You don’t expect to be old. But then you start to spy glimpses of someone who is only vaguely familiar.
You’ve changed. You’re thicker now. Not overweight, just sturdier. It’s ironic. Then there’s the hair. What you do have is turning silver. When you smile in photographs you see deep lines on your face. Trenches, really.
Mental note: Don’t smile in photographs.
These changes are not fair. You’re physically stronger and more intellectually capable than ever. Yet you have less life left in you than you had yesterday. And far less than the beautiful creatures who pass you in the aisles of the market. Or on the beach. Especially on the beach. Invincible souls oblivious to what comes next.
As well they should be.
There’s peace in naiveté. Bliss in ignorance. But when we’re young we fill the void with other worries. Work. Money. Relationships. Cliche’d life drama that we eventually learn does little more than establish the trenches that we’ll one day wonder how they got there. We used sunscreen, after all.
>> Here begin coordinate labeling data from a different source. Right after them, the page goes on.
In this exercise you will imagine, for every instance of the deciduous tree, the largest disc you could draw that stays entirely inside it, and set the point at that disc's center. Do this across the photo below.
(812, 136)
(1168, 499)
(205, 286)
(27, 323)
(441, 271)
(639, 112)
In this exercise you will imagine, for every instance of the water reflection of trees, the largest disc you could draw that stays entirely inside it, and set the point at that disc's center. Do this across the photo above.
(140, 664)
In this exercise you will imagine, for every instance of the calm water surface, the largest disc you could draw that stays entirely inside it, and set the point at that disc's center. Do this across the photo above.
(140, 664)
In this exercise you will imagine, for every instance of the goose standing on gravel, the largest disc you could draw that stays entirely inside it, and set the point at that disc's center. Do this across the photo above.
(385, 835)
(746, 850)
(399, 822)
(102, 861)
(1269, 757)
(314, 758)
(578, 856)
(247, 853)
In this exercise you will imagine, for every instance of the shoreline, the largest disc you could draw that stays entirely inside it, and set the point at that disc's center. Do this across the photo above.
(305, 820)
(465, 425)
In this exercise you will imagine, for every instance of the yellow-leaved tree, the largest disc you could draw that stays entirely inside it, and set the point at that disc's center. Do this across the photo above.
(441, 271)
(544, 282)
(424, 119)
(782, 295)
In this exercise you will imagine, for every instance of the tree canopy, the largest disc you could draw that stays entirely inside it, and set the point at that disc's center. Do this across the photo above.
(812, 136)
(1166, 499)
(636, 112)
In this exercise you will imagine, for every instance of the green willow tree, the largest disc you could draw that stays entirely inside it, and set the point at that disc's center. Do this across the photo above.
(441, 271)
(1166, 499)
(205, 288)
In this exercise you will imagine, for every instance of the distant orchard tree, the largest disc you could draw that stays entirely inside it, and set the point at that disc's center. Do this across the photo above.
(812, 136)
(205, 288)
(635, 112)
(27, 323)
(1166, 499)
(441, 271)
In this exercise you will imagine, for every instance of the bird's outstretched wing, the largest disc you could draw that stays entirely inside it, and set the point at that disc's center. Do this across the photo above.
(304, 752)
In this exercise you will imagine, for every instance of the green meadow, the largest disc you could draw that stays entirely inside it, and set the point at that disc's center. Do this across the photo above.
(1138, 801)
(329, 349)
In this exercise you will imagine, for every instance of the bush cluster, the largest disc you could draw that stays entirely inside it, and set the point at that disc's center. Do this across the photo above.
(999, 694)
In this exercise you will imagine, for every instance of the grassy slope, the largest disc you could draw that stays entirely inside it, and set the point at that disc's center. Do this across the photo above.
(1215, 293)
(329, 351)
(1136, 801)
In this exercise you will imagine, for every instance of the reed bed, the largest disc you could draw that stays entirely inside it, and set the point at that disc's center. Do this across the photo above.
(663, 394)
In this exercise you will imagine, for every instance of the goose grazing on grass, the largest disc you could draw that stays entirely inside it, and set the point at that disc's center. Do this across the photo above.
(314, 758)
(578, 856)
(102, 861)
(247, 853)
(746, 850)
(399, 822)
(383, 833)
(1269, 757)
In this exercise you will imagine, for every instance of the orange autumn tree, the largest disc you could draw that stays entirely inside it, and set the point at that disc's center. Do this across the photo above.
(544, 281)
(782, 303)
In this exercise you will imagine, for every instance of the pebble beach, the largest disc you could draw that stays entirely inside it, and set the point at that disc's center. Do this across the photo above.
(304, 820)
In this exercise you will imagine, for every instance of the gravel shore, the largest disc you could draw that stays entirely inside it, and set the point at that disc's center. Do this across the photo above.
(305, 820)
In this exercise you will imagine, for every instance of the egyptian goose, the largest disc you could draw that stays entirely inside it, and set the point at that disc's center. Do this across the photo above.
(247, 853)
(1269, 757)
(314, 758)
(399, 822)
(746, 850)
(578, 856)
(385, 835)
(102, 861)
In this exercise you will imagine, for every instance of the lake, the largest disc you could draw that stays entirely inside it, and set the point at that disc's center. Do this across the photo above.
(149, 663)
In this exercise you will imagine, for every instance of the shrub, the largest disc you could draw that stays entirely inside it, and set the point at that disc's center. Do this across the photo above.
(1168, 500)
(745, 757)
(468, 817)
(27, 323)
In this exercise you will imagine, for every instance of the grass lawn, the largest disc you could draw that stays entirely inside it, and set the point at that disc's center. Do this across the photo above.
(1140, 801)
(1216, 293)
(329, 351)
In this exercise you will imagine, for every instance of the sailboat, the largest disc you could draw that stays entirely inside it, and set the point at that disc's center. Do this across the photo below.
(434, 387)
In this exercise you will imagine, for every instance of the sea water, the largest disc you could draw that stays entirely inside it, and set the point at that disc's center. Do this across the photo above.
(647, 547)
Straight up in the mirror you’re fine. The changes have been so gradual that you know the person in there. Sure you’re older, but it’s not terrible.
Besides, getting older is the prize for everything that’s come before.
No, it’s the photographs that make you wonder just who you are now. Because this is how others see you. People who don’t know that you were once a star athlete with a full head of black hair. Someone who could dance the night away with the prettiest girl in the club, then go home and not sleep at all. A sun God.
A God God.
And so you reject the image you see. Because you’re only as old as you feel, they say. Which is complete bullshit. You’re as old as you look to others. Pretty women no longer give you a second look. Now you’re their father. Or worse.
Your teenage daughter, now that’s change. A shadow of the little girl who you used to walk the beach with holding hands on summer vacation. Today she’s a woman in a skimpy black bikini. The kind of woman men look at because their minds have been poisoned with images of teenage girls selling them things to make them feel younger.
How will you protect her from the wolves that rage behind the glass as she passes by on her morning run? Youth pulsing through her veins driving her forward under the rising sun.
You need that gun. You’re not forty anymore.
The beach house you’re renting is worn from twenty years enduring the salty mist that eats it every day. Rusting hinges. Weathered wood. And yet the sea is the same as it’s always been. A long straight line that kisses the sky. Just like when you were a boy.
The ocean doesn’t care that you have been away for a while.
***
Eric Pennington
Aug 10, 2015
Solomon. So much of who we are, and who we become, develops over a lifetime. Eternity winds its way through our veins. Van Morrison makes it easier for me.